Zan­zot­to, Avve­ni­re 15 Feb­bra­io 2011

Dopo Mario Luzi, Alda Meri­ni e Edoar­do San­giu­ne­ti la poe­sia ita­lia­na oggi pian­ge Andrea Zan­zot­to, l’ennesima voce del Nove­cen­to che ci lascia. Poe­ta e par­ti­gia­no (rifiu­tò la coscri­zio­ne fasci­sta impo­sta nel­la Repub­bli­ca di Salò per lot­ta­re tra le fila di Giu­sti­zia e Liber­tà) ave­va com­piu­to da poco, nel suo Vene­to, i novant’anni.

Sin dall’esordio al Pre­mio San Babi­la (1950), enco­mio che van­ta­va in giu­ria Unga­ret­ti, Qua­si­mo­do e Sere­ni, Zan­zot­to fu subi­to rico­no­sciu­to come il poe­ta più pro­met­ten­te del­la sua gene­ra­zio­ne e diven­ne, negli anni seguen­ti, uno dei fari del­la nuo­va gene­ra­zio­ne poetica.
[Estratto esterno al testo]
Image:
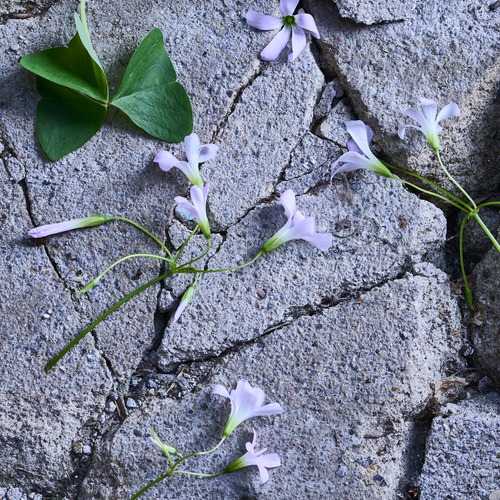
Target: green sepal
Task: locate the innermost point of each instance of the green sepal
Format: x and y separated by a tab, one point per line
65	119
149	94
76	66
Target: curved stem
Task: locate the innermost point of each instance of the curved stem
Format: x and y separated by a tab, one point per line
186	242
486	230
147	232
434	194
468	293
152	483
455	182
197	473
103	316
197	258
181	270
118	262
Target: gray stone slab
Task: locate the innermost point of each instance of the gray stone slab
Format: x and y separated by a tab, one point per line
340	375
375	12
395	229
40	413
462	451
445	51
487	317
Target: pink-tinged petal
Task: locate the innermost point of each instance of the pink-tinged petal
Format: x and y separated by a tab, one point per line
449	111
416	115
207	152
288	6
359	132
191	145
319	240
298	43
220	390
401	130
306	21
276	45
267	410
287	199
179	311
264	475
352	146
430	108
262	21
165	160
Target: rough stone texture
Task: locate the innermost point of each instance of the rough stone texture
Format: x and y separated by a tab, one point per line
340	375
446	51
395	229
375	12
485	335
462	452
39	412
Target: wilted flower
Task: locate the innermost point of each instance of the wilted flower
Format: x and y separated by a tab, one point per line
246	402
297	227
251	457
60	227
198	208
186	298
289	24
195	154
360	155
428	121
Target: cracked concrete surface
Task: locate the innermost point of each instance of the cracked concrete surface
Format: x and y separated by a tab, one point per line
347	341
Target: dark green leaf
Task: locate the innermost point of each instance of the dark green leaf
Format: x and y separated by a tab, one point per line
76	66
150	96
66	119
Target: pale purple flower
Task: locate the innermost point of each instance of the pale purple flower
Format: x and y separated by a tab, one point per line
360	155
195	154
297	227
198	207
186	298
61	227
289	24
252	457
428	121
246	402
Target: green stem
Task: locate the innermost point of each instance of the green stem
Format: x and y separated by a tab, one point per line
486	230
433	184
455	182
468	293
152	483
434	194
122	260
181	270
197	258
83	16
103	316
186	242
147	232
197	473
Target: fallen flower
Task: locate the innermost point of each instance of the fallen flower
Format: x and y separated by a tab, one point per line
186	298
198	208
297	227
360	155
428	121
61	227
195	154
252	457
246	402
289	24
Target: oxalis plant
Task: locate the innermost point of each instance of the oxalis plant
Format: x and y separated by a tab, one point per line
75	92
360	156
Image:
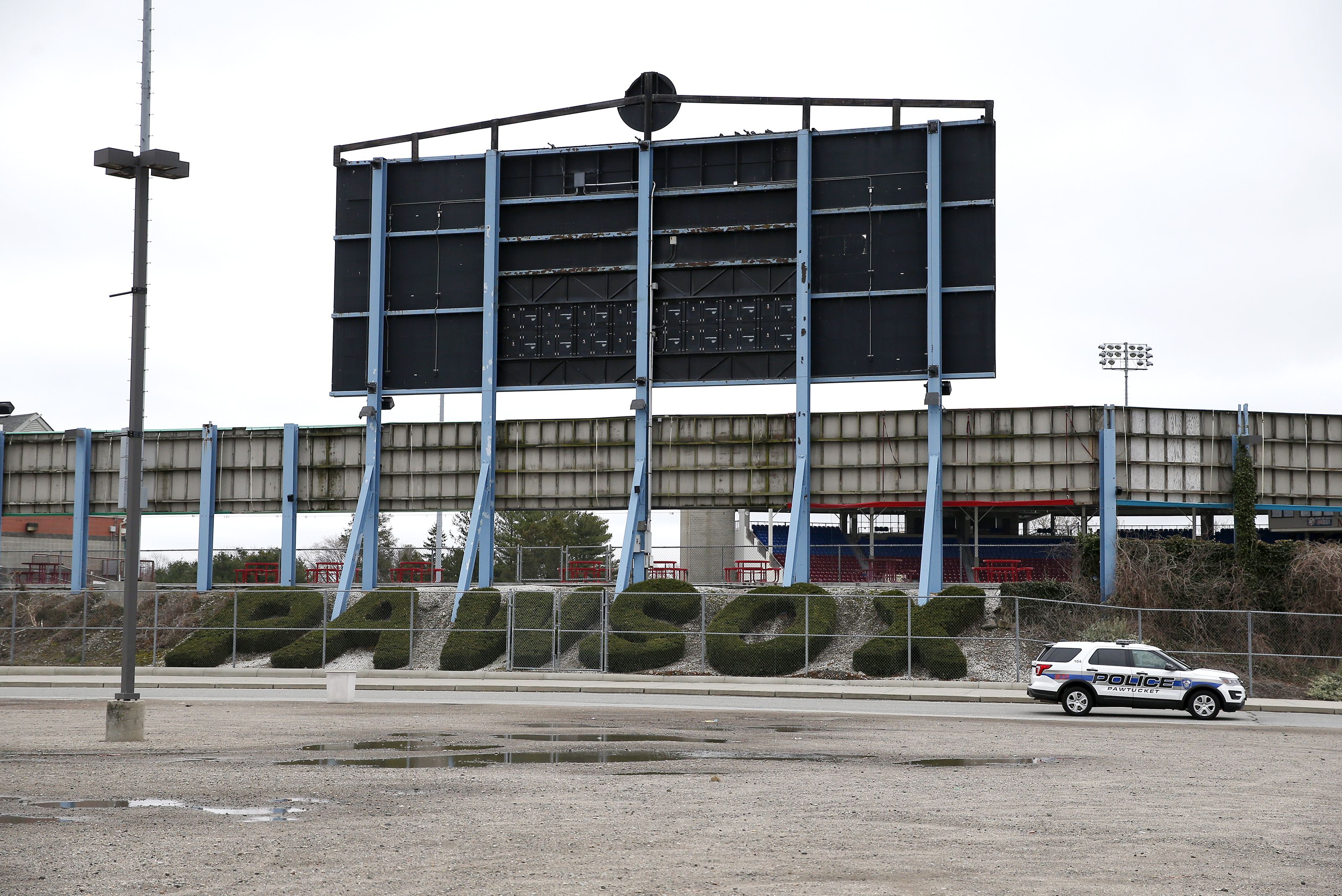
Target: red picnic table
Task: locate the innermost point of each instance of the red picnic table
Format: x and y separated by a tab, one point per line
414	572
585	571
325	573
1004	571
668	569
258	574
751	572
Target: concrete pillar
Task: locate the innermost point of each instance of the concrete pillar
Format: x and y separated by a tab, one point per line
708	544
125	721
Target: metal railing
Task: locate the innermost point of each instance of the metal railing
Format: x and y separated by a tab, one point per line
843	564
1277	654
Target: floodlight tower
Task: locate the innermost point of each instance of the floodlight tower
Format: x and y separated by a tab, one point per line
127	723
1126	357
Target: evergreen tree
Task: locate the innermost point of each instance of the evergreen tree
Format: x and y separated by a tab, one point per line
1245	497
541	533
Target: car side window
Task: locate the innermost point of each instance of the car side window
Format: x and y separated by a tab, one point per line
1061	655
1149	660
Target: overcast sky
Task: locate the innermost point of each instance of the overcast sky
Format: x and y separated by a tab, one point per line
1168	174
Vul­ca­no vuo­le ricor­da­re il poe­ta che cer­ca­va di descri­ve­re cos’è la vita usan­do un nuo­vo lin­guag­gio che andas­se oltre le paro­le, poi­ché inca­pa­ci di ren­de­re a pie­no que­sta espe­rien­za, e il par­ti­gia­no che sosten­ne fino all’ultimo l’unità d’Italia.